Also of note is that the ARMv7-M family of cores are all based on a load/store architecture. Significantly, this means that the only data memory access allowed is through load and store operations (LDR/STR) and that all algorithmic data operations are performed using the general-purpose registers (r0-r12).
Cortex-M4 / Cortex-M7 Memory System
Unlike the other ARM families, the ARMv7-M architecture pre-divides the memory map into 8 x 512MB sections, which are then assigned to code, RAM, Peripheral and System space.
The Cortex-M4 and Cortex-M7 share the same system memory map but have quite differing memory systems. On a Cortex-M4 you would expect to see on-chip Flash residing at address
0x00000000 and on-chip SRAM at address
0x20000000. However, with the Cortex-M7 there are two differences in both the instruction and data address region.
First off, as expected we now have local (L1) instruction (I-Cache) and data (D-Cache) caches. The Cortex-M7 memory system also includes support for the connection of local Tightly Coupled Memory (TCM) for both instruction and data, called ITCM and DTCM respectively. We will return to the TCMs later in the series.
As stated already, our cache is a local, high-speed buffer between main memory and our central processing unit. In the ARM Thumb-2 ISA (Instruction Set Architecture), load and store operations can transfer bytes, half-words (2 bytes), or words (4 bytes) to and from memory. But because of spatial locality, rather than just buffering a single read to a location, the cache controller will pull in a number of words surrounding the currently accessed memory. The number of words in a single transfer from main memory to the cache is called the cache line length and the process of reading into the cache – is called a line fill. The line length varies by design, but on the Cortex-M7 is fixed at 8 words (32 bytes).
For memory access reasons, each cache line is now bounded by a 32-byte boundary address. So a memory read from address
0x0000000c is in the same cache line as address
This means, that for an 8-word cache line if we mask off the bottom five bits then all addresses in the same cache line will evaluate to the same result. If we now right-shift this result by five bits we get a unique index for each address (e.g.
((address & ~0x1f)>>5) ).
Of the remaining bottom five bits, bits 4-2 index into the word within the cache line, and bits 1-0 give us a byte within the word (when byte and half-word access is required).
Therefore, a read from
0x0000004c is the same word offset as
0x0000000c but would reside in a different cache line index, as would
Of course, this model would only work if our cache size was the same size as the Flash/SRAM, which sort of defeats the object (and wouldn’t be cost-efficient). Therefore, the cache size will be significantly smaller than the available Flash/SRAM; so we now need to modify our index model.
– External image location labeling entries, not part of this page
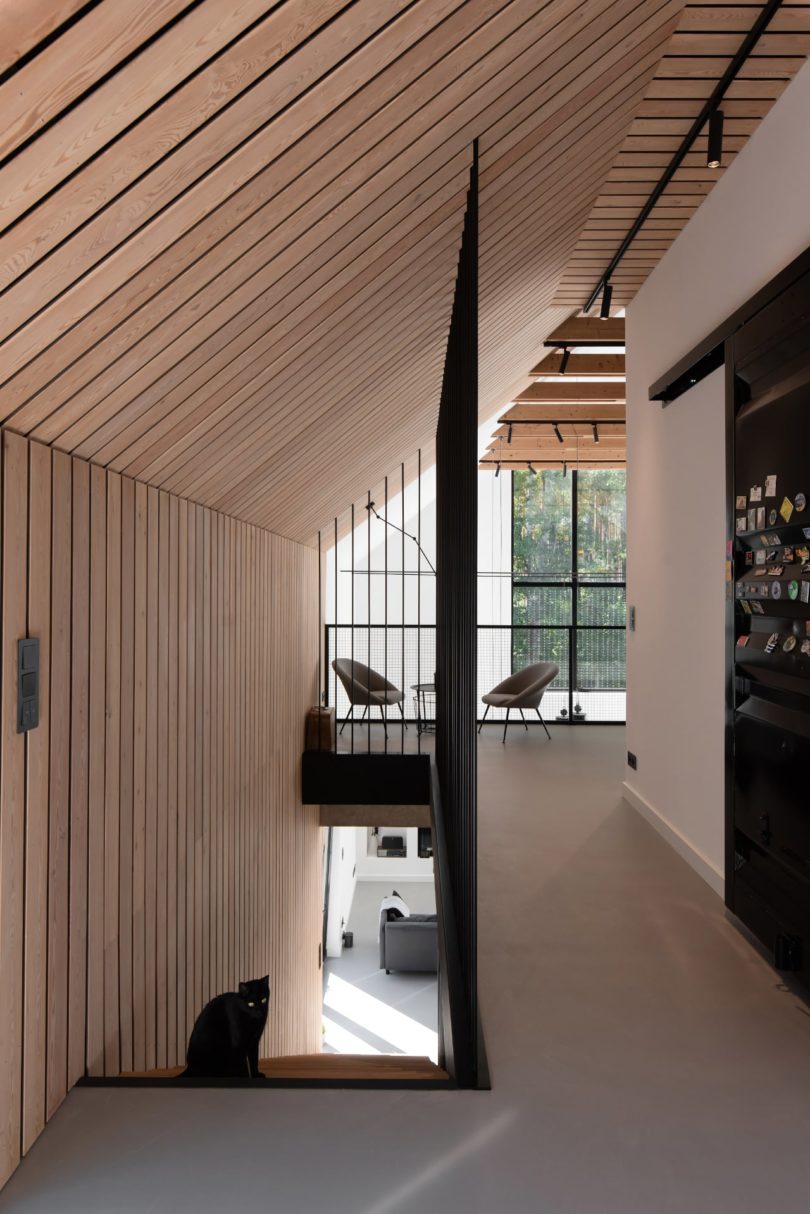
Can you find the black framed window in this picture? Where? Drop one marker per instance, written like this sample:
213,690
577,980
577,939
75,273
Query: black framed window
568,586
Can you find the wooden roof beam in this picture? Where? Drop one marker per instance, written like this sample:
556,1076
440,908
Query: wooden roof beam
579,364
588,330
560,392
582,413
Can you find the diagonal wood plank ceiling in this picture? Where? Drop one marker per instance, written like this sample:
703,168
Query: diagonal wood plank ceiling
228,233
700,50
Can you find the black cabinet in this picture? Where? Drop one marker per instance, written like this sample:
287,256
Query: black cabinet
768,754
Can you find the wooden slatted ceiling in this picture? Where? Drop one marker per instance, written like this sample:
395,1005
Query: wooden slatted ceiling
227,226
151,856
700,51
228,233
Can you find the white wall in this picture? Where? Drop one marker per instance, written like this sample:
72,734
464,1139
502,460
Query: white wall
343,881
753,223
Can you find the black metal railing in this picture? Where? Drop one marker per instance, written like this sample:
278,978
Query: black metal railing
590,658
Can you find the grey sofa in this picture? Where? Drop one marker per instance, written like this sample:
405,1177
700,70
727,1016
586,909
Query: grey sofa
408,942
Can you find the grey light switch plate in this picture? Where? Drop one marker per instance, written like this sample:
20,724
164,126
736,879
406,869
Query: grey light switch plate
27,684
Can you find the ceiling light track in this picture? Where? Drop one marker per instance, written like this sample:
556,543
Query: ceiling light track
709,108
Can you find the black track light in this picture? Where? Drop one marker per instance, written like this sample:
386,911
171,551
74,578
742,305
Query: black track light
714,153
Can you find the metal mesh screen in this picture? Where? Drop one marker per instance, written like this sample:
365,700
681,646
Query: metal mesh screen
408,657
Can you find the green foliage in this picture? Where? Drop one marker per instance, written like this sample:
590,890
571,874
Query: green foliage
542,551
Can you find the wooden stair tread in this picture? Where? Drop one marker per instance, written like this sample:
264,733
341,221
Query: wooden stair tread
384,1067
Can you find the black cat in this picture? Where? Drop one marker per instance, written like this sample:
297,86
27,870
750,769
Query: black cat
224,1043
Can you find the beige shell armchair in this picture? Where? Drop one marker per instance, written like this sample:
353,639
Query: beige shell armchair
367,687
520,691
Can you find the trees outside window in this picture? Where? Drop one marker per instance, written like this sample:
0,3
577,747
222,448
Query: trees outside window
568,583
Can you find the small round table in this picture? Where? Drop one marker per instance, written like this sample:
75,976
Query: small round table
420,699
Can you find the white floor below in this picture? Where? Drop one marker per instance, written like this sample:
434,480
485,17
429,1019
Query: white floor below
367,1010
645,1059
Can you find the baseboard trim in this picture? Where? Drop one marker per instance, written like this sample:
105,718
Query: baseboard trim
695,858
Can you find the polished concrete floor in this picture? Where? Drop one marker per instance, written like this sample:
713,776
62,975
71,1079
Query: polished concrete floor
645,1059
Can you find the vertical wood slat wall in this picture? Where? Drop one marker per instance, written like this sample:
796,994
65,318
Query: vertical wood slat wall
153,846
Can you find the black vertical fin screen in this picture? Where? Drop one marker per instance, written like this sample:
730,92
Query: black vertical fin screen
456,610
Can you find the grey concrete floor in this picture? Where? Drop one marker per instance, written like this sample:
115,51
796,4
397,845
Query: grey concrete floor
645,1059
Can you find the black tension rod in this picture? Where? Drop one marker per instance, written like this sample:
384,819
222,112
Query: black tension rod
370,506
746,47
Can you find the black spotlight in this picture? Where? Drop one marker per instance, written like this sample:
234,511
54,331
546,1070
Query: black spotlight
714,154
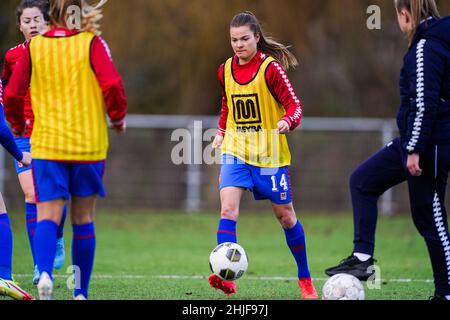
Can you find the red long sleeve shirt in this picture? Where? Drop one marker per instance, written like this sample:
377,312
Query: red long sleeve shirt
278,83
12,57
108,78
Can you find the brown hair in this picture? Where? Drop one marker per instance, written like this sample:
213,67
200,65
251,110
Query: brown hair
266,44
420,10
90,15
42,5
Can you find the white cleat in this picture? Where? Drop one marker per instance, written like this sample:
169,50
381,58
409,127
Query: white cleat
45,287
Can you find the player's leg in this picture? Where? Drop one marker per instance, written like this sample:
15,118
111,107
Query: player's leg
86,186
368,182
27,185
60,243
274,184
7,285
234,179
83,243
230,198
49,217
296,241
52,191
427,199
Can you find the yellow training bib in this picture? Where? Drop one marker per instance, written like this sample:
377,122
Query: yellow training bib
252,121
70,120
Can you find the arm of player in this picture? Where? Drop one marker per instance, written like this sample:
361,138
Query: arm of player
110,83
429,74
221,131
7,139
15,92
282,90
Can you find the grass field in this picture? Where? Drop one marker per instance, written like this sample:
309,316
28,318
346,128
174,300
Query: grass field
164,256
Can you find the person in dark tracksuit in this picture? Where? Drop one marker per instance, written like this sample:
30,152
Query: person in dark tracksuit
420,156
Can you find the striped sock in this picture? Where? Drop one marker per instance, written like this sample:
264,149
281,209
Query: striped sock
45,245
5,247
31,220
226,231
60,232
83,252
295,238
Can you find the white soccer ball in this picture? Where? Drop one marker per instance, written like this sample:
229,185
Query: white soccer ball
228,261
343,287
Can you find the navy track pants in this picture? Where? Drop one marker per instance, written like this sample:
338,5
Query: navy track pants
386,169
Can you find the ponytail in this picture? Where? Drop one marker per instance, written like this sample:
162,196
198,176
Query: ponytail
420,10
266,44
90,15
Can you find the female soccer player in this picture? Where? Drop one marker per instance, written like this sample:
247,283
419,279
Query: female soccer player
32,19
72,75
259,108
7,285
420,156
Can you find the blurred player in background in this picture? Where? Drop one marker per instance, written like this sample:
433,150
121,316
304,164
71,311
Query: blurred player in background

The cache on a Cortex-M7 is optional, but assuming it is supported, cache sizes can be either 4KB, 8KB, 16KB, 32KB or 64KB. Note that the instruction and data caches may be of different sizes.
Assuming we have the smallest available cache size (4KB) then we can calculate the number of independent cache lines. With an 8-word cache line, this leaves us with a set of 128 unique cache lines, thus giving us seven bits for the index [0-127].
To calculate the index for an address, we simple mask bits 11-5 and right shift five places (
(address & 0xfe0)>>5). However, this now means, that over a typical Flash address range, multiple addresses will map onto the same index, for example:
(0x0000004c & 0xFe0) >> 5 = index 2, word 3 (0x0000204c & 0xFe0) >> 5 = index 2, word 3
So if we have read address
0x0000004c then the cache controller will have filled cache line 2 with the bytes
0x00000040-0x0000005f. As well as the memory values being stored, the cache controller stores an address tag along with the line. The tag is the remaining part of the address (i.e.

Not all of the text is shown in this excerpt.